Clock Skew Breaks Monitor Quorum and Cluster Operations

critical

reliabilityUpdated Jun 4, 2024

Monitor clock drift exceeding 50ms (default mon_clock_drift_allowed) causes monitors to mark each other as down, breaking quorum and preventing cluster operations. This manifests as monitors being out of quorum despite being healthy.

Sources

Troubleshooting Guide Red Hat Ceph Storage 3 | Red Hat Customer Portalaccess.redhat.com

Chapter 4. Troubleshooting Ceph Monitors - Red Hat Documentationdocs.redhat.com

Chapter 4. Troubleshooting Ceph Monitorsdocs.redhat.com

Technologies:

CephSymptoms of this issue are visible in Ceph metrics and logs

How to detect:

Check for 'clock skew' messages in `ceph health detail` output or cluster logs.

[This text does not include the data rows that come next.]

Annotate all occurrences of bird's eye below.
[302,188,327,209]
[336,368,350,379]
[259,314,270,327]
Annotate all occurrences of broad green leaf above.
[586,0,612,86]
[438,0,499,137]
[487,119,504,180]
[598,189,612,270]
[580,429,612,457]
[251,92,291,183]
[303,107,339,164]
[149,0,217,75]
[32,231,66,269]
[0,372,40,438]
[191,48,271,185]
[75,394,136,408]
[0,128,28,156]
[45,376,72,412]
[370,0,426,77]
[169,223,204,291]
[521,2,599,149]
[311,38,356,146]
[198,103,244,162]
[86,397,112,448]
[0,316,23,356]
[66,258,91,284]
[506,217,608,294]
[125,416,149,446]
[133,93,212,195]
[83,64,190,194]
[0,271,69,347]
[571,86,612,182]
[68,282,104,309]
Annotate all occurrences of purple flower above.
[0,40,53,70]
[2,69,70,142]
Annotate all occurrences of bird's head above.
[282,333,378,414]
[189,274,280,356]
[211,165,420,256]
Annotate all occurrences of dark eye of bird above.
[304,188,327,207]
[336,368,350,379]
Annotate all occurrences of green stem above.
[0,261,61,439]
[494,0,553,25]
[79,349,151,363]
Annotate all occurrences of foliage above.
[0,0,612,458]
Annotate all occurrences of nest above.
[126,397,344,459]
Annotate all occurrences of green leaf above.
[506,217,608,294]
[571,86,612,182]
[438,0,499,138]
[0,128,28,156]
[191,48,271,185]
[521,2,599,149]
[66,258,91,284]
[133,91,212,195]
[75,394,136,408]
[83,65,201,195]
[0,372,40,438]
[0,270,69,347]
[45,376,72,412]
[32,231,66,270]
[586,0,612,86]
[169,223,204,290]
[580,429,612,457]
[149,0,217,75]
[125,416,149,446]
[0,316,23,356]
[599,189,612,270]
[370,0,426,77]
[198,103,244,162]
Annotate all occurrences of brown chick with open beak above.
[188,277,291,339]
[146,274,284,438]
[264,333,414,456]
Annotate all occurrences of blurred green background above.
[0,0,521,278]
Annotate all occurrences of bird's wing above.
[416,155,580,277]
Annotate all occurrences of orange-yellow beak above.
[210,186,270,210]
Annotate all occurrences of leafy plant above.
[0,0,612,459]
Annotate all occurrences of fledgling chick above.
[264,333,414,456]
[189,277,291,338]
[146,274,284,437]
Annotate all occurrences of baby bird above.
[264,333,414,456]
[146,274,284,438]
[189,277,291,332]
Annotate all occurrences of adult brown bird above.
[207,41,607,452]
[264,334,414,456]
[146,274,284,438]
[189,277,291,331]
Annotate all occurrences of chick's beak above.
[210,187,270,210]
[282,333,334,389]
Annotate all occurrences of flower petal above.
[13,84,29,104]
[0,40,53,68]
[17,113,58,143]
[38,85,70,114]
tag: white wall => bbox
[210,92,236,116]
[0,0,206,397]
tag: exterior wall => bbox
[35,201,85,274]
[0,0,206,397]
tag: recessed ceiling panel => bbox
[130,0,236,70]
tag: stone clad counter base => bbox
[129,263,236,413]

Monitor shows 'mon.X is down (out of quorum)' with 'clock skew X > max 0.05s' error. Verify NTP/chrony synchronization across monitor nodes.

Recommended action:

Immediately synchronize clocks using NTP/chrony. Deploy local NTP server if relying on remote servers with network issues. Verify network connectivity between monitors. Do not change mon_clock_drift_allowed default without testing, as it affects cluster stability.